A decisão da ministra Nancy Andrighi
A ministra Nancy Andrighi, conhecida por sua sensibilidade em casos envolvendo direitos da família e do consumidor, reconheceu que a redução havia tornado a indenização irrisória diante da gravidade do dano.
Em sua análise, considerou: (a) o impacto da perda da mãe sobre os filhos; (b) o caráter pedagógico que a indenização precisa ter em casos de erro médico; (c) o porte econômico das condenadas; (d) os critérios da razoabilidade e proporcionalidade.

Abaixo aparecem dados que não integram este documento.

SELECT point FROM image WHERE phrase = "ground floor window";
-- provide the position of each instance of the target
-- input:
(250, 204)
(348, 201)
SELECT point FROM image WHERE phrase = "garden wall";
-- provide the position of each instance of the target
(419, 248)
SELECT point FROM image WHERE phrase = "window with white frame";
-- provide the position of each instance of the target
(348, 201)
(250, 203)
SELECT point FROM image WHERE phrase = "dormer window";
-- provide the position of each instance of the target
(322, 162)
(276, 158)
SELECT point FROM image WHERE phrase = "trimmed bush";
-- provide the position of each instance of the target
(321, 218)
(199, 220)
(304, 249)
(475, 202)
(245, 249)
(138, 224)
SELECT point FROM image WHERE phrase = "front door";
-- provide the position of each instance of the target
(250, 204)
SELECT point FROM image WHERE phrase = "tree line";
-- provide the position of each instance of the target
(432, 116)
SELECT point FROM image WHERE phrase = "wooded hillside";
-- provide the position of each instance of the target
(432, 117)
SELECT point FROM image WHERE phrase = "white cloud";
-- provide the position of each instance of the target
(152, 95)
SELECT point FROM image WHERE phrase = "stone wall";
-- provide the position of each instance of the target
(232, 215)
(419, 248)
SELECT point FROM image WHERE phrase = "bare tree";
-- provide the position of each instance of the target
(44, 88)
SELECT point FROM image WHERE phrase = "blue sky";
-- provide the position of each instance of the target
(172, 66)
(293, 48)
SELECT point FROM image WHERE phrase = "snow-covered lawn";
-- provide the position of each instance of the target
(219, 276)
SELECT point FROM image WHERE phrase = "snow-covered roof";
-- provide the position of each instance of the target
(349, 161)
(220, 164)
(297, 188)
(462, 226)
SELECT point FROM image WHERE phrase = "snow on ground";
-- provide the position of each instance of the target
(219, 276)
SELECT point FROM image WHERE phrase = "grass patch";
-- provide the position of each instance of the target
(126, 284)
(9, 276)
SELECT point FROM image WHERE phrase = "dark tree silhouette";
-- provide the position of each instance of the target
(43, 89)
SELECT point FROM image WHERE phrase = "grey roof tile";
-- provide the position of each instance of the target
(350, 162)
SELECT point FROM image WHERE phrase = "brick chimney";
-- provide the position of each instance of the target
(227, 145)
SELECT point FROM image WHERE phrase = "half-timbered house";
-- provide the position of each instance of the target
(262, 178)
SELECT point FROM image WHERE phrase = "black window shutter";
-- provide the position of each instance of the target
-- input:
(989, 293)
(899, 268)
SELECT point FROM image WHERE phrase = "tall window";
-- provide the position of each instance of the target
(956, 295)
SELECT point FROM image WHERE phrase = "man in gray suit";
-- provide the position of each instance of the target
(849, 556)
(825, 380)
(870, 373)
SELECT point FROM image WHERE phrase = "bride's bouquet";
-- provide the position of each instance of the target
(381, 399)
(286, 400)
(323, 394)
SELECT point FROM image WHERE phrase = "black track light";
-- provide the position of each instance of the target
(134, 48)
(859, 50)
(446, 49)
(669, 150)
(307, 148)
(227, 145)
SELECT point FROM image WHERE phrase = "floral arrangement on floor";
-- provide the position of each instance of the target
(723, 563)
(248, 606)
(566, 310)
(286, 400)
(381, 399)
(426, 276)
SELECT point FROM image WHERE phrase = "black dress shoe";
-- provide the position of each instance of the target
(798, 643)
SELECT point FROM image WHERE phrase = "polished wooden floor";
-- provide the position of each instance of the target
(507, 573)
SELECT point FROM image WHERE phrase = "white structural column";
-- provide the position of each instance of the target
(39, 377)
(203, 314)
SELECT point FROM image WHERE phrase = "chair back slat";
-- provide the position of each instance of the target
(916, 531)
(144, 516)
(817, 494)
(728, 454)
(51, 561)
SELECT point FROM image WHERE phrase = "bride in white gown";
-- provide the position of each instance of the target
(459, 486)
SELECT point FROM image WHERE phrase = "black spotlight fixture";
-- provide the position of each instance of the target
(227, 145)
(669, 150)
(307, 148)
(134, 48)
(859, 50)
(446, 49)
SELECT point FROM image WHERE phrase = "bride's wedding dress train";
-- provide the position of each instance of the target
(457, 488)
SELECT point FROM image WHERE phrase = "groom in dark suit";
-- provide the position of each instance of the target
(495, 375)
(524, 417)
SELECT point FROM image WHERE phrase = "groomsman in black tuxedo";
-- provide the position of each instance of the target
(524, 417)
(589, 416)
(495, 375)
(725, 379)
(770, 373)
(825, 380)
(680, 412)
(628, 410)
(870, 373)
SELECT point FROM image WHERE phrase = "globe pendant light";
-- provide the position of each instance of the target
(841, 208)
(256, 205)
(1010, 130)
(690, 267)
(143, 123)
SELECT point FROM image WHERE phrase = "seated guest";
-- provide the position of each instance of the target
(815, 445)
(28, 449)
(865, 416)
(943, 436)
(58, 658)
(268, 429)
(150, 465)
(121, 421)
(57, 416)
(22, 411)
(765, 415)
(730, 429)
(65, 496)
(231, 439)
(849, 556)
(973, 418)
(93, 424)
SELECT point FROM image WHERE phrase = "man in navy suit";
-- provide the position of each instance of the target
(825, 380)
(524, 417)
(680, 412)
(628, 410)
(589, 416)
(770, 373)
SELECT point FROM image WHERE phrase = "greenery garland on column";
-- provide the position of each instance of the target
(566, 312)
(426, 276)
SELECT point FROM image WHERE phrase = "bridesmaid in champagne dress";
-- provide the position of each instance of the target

Por que essa decisão importa
Este caso ilustra um ponto crucial sobre indenizações em saúde: tribunais inferiores frequentemente reduzem valores em recursos, e essa redução pode tornar a reparação simbólica em vez de efetiva. Por isso é fundamental o trabalho de recursos especializados — porque, sem essa instância adicional, indenizações justas se transformam em valores irrisórios.
Outra lição: a seguradora foi condenada solidariamente com o hospital. Esse arranjo é importantíssimo em erros médicos — porque amplia significativamente a capacidade da família de receber a integralidade do valor.